Bridge interface on VLAN Default:
Total number of packets to CPU = 16.
Total number of packets learned = 142.

Bridge interface on VLAN Default:
Total number of packets to CPU = 18.
Total number of packets learned = 174.
Userlevel 3
This is the counter from acl

Policy Name Vlan Name Port Direction
Counter Name Packet Count Byte Count
==================================================================
bcast-counter * 2 ingress
bcast-pkt 43

* xCore1.49 # sh access-list counter
Policy Name Vlan Name Port Direction
Counter Name Packet Count Byte Count
==================================================================
bcast-counter * 2 ingress
bcast-pkt 43

* xCore1.49 # sh access-list counter
Policy Name Vlan Name Port Direction
Counter Name Packet Count Byte Count
==================================================================
bcast-counter * 2 ingress
bcast-pkt 50

* xCore1.49 # sh access-list counter
Policy Name Vlan Name Port Direction
Counter Name Packet Count Byte Count
==================================================================
bcast-counter * 2 ingress
bcast-pkt 62

* xCore1.49 # sh access-list counter
Policy Name Vlan Name Port Direction
Counter Name Packet Count Byte Count
==================================================================
bcast-counter * 2 ingress
bcast-pkt 69

* xCore1.49 # sh access-list counter
Policy Name Vlan Name Port Direction
Counter Name Packet Count Byte Count
==================================================================
bcast-counter * 2 ingress
bcast-pkt 70

* xCore1.49 # sh access-list counter
Policy Name Vlan Name Port Direction
Counter Name Packet Count Byte Count
==================================================================
bcast-counter * 2 ingress
bcast-pkt 83

I've run this command with 1 sec interval.

Userlevel 4
These outputs doesnt justify there is an issue.
Next steps would be to take a packet capture on the ingress.
You can do it by yourself by port mirroring or.
if you reachout to TAC they can do TCPdump ---which needs debug password to get into debug mode.
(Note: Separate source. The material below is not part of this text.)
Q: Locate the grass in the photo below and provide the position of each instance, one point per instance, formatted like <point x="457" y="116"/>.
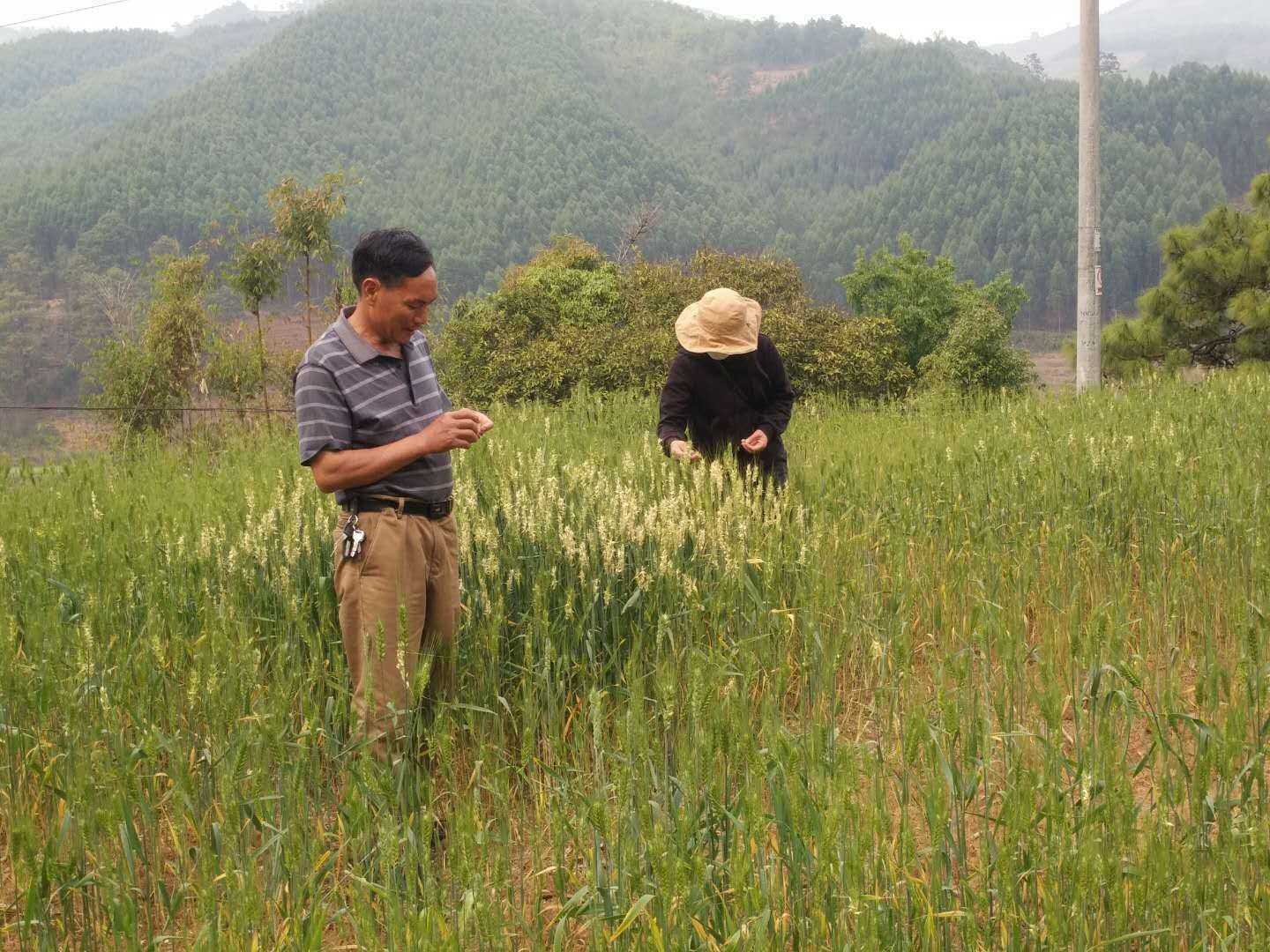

could you also check the cpu utilisation.
is any specific process is high ex.bcmrx?
Userlevel 3
Thanks. CPU utilization in normal state. I'm going to capture traffic on this interface.

Could it be the bug in XOS or something? I found this topic here https://community.extremenetworks.com/extreme/topics/problem_with_rate_limit_on_summit_x650-l8ftu

Userlevel 4
It could be but I would always do the maximum troubleshooting i can do and then reach out to TAC for confirmation.
Userlevel 3
Ok. Thanks.
Userlevel 3
Hi everybody.
It might be interesting for somebody. I've got some explanations from TAC. My problem with rate-limit is peculiarity or feature of platform.

One second is divided into 15.625 microseconds intervals. The rate-limiting mechanism occurs when the platform receives lots of packets in one 15.625 microsecond interval.

For example. I've configured
conf ports 25 rate-limit flood broadcast 100000

Rate-limiting mechanism occurs when the box receives ~1.5 packet in 15.625 microsecond.
Userlevel 7
Hi,

if you want to stick to a pps measuring, apply a meter, otherwise yes, the newer chipsets are not working anymore at the /s sampling rate. This is the reason why you may hit the rate-limit while you don't have that much of traffic on a per second time basis.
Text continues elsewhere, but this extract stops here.